Trust Your Brain Not Your Gut
Why wise investors are staying the course.
The combination of a global pandemic and volatile markets is creating understandable anxiety for investors. One day, the promise of new government action sends stocks soaring 10%; the next day, fresh panic sends them down even further. In these challenging times, what’s an investor to do?
Your brain probably knows the correct answer is: nothing. But your gut may be telling you to sell. And that reaction is understandable. As human beings, we can’t help but respond emotionally when large pieces of our retirement savings seem to disappear overnight.
It’s important to remember that the uncertainty and anxiety you’re feeling is normal. Then take a deep breath and read on for some wisdom about what the current stock market volatility means for you, and for your future.
Using History as a Guide
Smart investors know that when the stock market has taken a tumble in the past, it has always bounced back. And the more stocks fall, the greater the returns in years to come. Think of it this way: no recession lasts forever, so when stocks hit bottom, there’s no place to go but up.
Of course, we can’t know what the bottom is, and we don’t recommend trying to time the market. But we can look at past market drops and see what happened afterward.
The chart below shows average annual returns from the S&P 500 since 1950, organized by how far stocks dropped from their high. In almost every case, once stocks lose 20% of their value, the long-term returns improve with every subsequent drop. For example, when stocks drop 30%–35% (a major, recession-level correction), the average one-year return after that drop is 13.7 percent.
Average Annual Returns of the S&P 500 since 1950
If you sell when stocks are falling, you won’t participate in those gains. Granted, it may take a few years to recoup your losses—but your nest egg investments are a long-term play.
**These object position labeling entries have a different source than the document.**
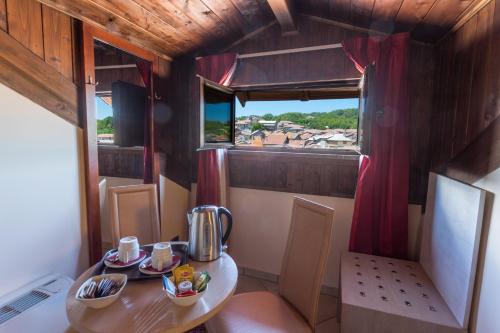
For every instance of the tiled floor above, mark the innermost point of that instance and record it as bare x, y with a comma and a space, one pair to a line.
327, 312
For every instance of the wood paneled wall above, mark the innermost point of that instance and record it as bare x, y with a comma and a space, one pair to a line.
37, 55
126, 162
176, 114
183, 99
334, 64
467, 93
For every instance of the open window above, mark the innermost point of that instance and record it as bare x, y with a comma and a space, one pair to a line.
366, 107
304, 117
217, 115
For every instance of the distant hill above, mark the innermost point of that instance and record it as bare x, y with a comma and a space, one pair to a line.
344, 118
105, 126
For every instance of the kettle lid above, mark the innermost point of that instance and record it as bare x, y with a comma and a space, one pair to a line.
204, 208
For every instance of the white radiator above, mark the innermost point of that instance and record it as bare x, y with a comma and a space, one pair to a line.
38, 307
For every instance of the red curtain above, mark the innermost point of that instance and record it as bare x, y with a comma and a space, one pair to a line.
145, 71
208, 183
218, 68
380, 219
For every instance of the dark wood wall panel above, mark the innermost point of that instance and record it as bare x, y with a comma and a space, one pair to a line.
3, 16
24, 18
121, 162
467, 85
174, 113
37, 57
296, 67
420, 87
319, 174
58, 41
35, 79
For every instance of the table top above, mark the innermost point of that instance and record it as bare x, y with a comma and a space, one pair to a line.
143, 306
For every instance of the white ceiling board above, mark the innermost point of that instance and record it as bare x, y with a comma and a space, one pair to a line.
450, 241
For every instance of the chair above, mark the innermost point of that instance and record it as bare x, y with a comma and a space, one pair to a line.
133, 211
295, 309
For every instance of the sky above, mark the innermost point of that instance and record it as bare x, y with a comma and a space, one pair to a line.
103, 110
259, 108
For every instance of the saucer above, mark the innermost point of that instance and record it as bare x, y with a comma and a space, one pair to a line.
146, 268
112, 262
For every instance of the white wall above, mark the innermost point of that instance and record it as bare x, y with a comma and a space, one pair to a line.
174, 204
487, 300
262, 221
42, 219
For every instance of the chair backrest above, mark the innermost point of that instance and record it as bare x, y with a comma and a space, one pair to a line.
133, 211
305, 258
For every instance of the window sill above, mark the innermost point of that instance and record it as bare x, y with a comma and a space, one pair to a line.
304, 152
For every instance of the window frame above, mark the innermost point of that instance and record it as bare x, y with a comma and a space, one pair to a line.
203, 144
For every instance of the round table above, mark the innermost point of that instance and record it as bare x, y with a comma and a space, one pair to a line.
143, 306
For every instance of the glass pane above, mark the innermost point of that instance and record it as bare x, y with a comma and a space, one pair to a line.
218, 116
325, 123
105, 130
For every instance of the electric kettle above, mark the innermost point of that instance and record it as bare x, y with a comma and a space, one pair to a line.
205, 232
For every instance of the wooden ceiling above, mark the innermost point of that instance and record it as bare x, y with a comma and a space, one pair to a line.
427, 20
175, 27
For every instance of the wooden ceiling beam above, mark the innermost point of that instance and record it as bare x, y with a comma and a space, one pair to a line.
93, 14
284, 10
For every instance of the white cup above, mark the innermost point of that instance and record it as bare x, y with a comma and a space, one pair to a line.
128, 249
161, 256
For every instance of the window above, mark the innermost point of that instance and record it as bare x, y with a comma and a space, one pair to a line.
321, 118
320, 123
218, 115
105, 130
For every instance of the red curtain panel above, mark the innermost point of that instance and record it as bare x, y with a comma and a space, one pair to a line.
145, 71
208, 182
218, 68
380, 219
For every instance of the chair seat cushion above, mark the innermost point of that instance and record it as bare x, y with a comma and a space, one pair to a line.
258, 312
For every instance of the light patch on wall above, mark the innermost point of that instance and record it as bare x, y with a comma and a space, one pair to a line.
41, 218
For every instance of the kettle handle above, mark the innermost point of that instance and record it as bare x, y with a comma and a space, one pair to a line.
224, 211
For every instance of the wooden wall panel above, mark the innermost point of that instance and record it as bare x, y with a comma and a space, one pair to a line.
319, 174
467, 94
37, 57
3, 15
24, 19
121, 162
334, 64
297, 67
420, 86
33, 78
57, 41
174, 119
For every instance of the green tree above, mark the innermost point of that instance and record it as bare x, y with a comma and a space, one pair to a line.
105, 126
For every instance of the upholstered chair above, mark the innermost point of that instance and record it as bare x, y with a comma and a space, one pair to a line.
133, 211
294, 309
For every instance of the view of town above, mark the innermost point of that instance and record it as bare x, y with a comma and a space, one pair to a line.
335, 129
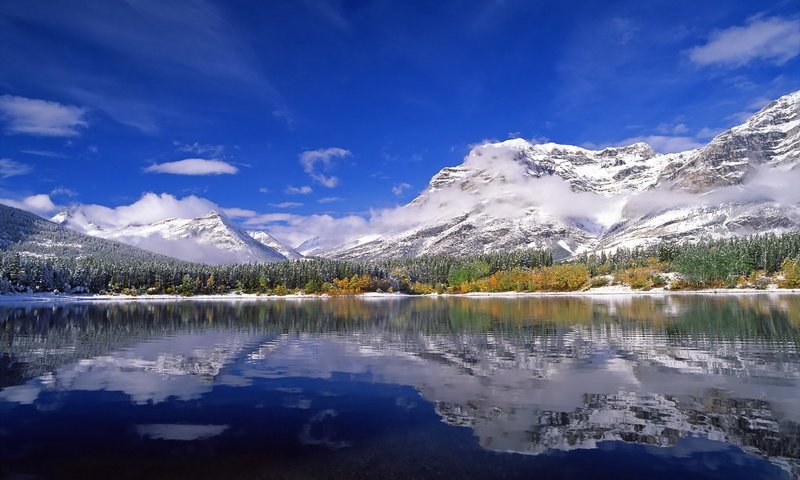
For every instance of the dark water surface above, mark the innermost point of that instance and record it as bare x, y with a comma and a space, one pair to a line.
536, 388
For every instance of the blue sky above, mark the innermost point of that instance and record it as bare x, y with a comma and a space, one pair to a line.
310, 108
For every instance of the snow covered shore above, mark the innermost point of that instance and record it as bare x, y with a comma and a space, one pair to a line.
595, 292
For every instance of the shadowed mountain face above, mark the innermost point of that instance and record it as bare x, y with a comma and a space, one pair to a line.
576, 383
516, 194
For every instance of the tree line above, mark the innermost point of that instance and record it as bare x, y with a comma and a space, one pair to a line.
721, 263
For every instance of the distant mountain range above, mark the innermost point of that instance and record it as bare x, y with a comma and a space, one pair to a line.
30, 234
211, 238
517, 194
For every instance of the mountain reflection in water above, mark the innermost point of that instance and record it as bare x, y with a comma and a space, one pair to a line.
535, 376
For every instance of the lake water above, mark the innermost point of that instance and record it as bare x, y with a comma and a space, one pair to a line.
563, 387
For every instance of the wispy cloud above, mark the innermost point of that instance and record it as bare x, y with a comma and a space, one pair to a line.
42, 118
44, 153
315, 160
10, 168
194, 41
193, 166
773, 39
40, 204
200, 148
286, 204
399, 189
302, 190
236, 212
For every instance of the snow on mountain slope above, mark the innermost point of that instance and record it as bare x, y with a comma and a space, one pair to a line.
273, 243
211, 238
516, 194
31, 235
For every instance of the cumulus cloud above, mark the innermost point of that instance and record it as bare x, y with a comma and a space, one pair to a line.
43, 118
10, 168
315, 162
302, 190
193, 166
772, 39
40, 204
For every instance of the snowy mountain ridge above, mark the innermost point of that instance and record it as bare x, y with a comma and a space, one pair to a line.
211, 238
517, 194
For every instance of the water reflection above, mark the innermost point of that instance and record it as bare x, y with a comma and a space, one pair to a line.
529, 376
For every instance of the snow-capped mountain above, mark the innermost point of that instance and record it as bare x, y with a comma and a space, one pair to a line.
211, 238
516, 194
275, 244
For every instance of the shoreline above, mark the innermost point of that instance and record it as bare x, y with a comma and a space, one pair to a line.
597, 292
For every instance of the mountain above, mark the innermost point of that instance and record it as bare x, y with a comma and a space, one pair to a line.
275, 244
211, 238
29, 234
517, 194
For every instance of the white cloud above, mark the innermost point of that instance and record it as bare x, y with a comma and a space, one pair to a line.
40, 204
10, 168
664, 143
286, 205
64, 192
235, 212
182, 432
773, 39
193, 166
44, 153
200, 148
150, 208
40, 117
400, 189
707, 132
312, 160
302, 190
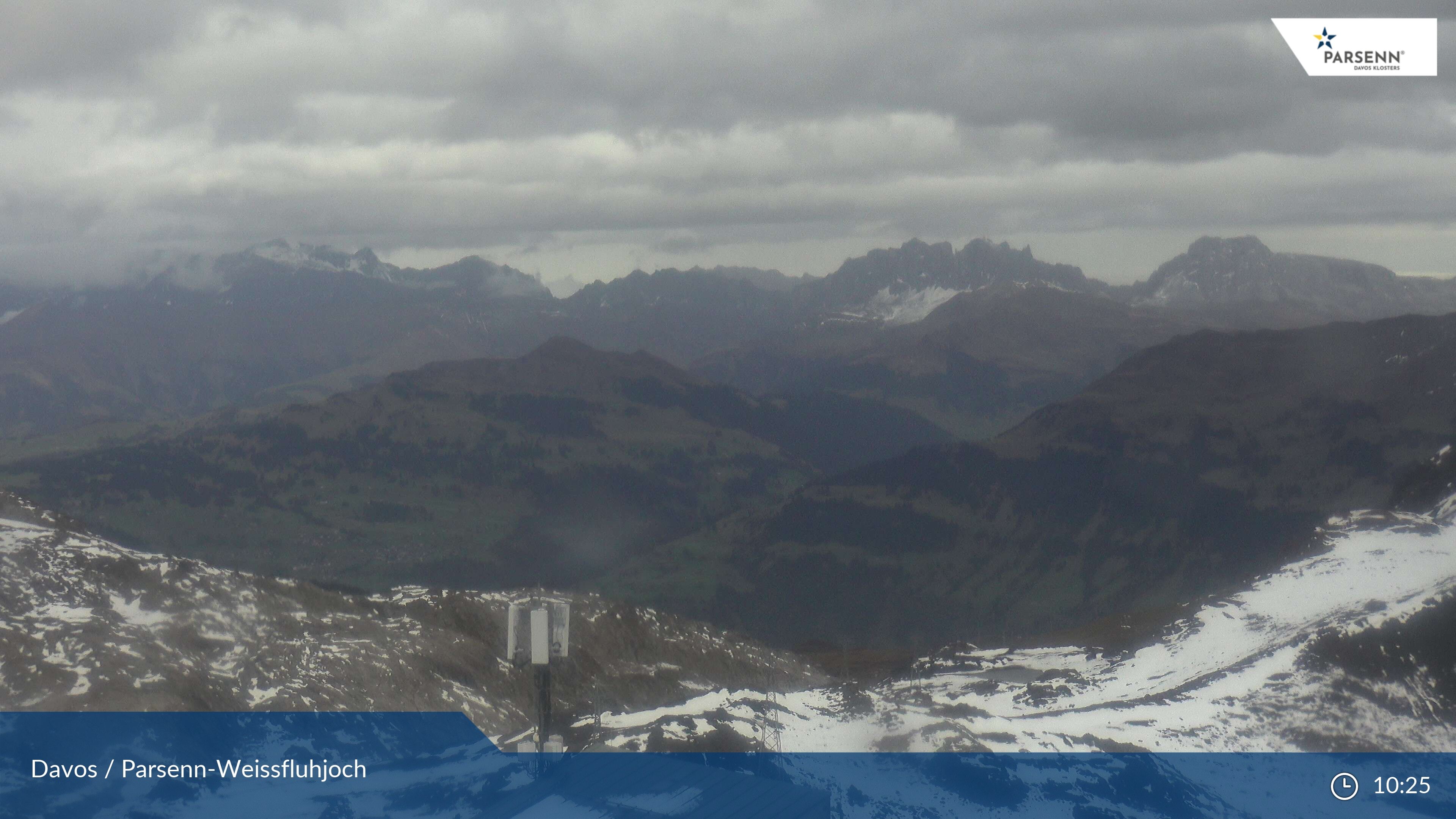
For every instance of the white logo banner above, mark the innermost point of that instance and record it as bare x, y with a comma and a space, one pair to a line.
1362, 47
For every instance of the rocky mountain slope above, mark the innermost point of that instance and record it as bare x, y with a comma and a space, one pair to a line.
1193, 465
976, 365
493, 473
903, 285
296, 323
1347, 648
86, 624
1239, 282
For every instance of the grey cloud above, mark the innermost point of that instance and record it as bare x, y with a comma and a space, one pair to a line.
685, 127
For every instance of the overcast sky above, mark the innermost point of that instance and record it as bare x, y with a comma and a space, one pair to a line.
592, 138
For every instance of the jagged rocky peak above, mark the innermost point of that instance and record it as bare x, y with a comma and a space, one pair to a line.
1244, 270
903, 285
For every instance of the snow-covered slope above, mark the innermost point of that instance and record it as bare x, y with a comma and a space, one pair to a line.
86, 624
1338, 651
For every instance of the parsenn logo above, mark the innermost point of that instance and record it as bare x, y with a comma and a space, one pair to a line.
1368, 46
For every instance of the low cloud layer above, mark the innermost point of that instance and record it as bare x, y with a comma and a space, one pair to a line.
584, 139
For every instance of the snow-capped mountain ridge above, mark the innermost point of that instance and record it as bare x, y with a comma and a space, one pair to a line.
86, 624
1266, 670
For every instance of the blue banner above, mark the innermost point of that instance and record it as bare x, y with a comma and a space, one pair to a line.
336, 766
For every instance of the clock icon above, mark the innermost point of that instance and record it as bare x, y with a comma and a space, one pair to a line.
1345, 788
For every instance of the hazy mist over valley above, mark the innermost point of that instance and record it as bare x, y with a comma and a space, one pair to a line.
969, 380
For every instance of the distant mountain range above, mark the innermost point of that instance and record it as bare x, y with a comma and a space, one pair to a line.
1193, 465
1222, 275
284, 323
92, 626
542, 470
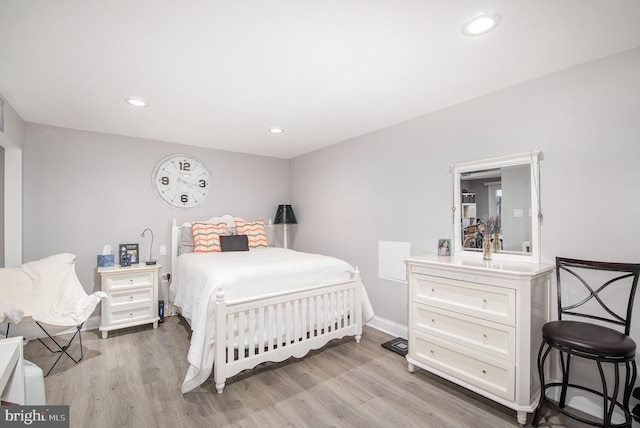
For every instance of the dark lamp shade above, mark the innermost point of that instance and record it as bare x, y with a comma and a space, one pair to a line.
285, 215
Looking more closely at the longer-term performance of stocks vs. bonds, you can see that as time periods grow longer, stocks’ outperformance becomes more consistent.
Percent of Time Stocks Outperform Bonds/Bills
Stocks outperformed bonds and T-bills in a majority of 5-and 10-year periods, the overwhelming majority of 20-year periods and every 30-year period on record.
Stay Calm, Stay Invested
Market downturns happen, but they don’t last forever. We don’t know when the markets will bottom, but history shows us that stock markets have always bounced back over time for patient investors.
Seen in that light, a bear market is actually the best time to keep investing, because you can buy in to the future economy at a bargain price. It’s fine to acknowledge the pain in your stomach right now. But smart investors will listen to the voice in their brain and stay invested.